SEE BELOW: What, and what not, to do for v13.


Attached is a substantially polished version of my patches. Note that
the first three patches, as well as the last, are not intended to be
committed at this time / in this form - they're there to make testing
easier.

There is a lot of polish, but also a few substantial changes:

- To be compatible with old_snapshot_threshold I've revised the way
  heap_page_prune_opt() deals with old_snapshot_threshold. Now
  old_snapshot_threshold is only applied when we otherwise would have
  been unable to prune (both at the time of the pd_prune_xid check, and
  on individual tuples).

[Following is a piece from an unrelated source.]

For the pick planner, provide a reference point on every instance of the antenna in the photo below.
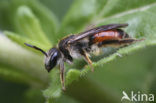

This makes old_snapshot_threshold considerably
  cheaper and cause less conflicts.

  This required adding a version of HeapTupleSatisfiesVacuum that
  returns the horizon, rather than doing the horizon test itself; that
  way we can first test a tuple's horizon against the normal approximate
  threshold (making it an accurate threshold if needed) and only if that
  fails fall back to old_snapshot_threshold.

  The main reason here was not to improve old_snapshot_threshold, but to
  avoid a regression when its being used. Because we need a horizon to
  pass to old_snapshot_threshold, we'd have to fall back to computing an
  accurate horizon too often.


- Previous versions of the patch had a TODO about computing horizons not
  just for one of shared / catalog / data tables, but all of them at
  once. To avoid potentially needing to determine xmin horizons multiple
  times within one transaction.  For that I've renamed GetOldestXmin()
  to ComputeTransactionHorizons() and added wrapper functions instead of
  the different flag combinations we previously had for GetOldestXmin().

  This allows us to get rid of the PROCARRAY_* flags, and PROC_RESERVED.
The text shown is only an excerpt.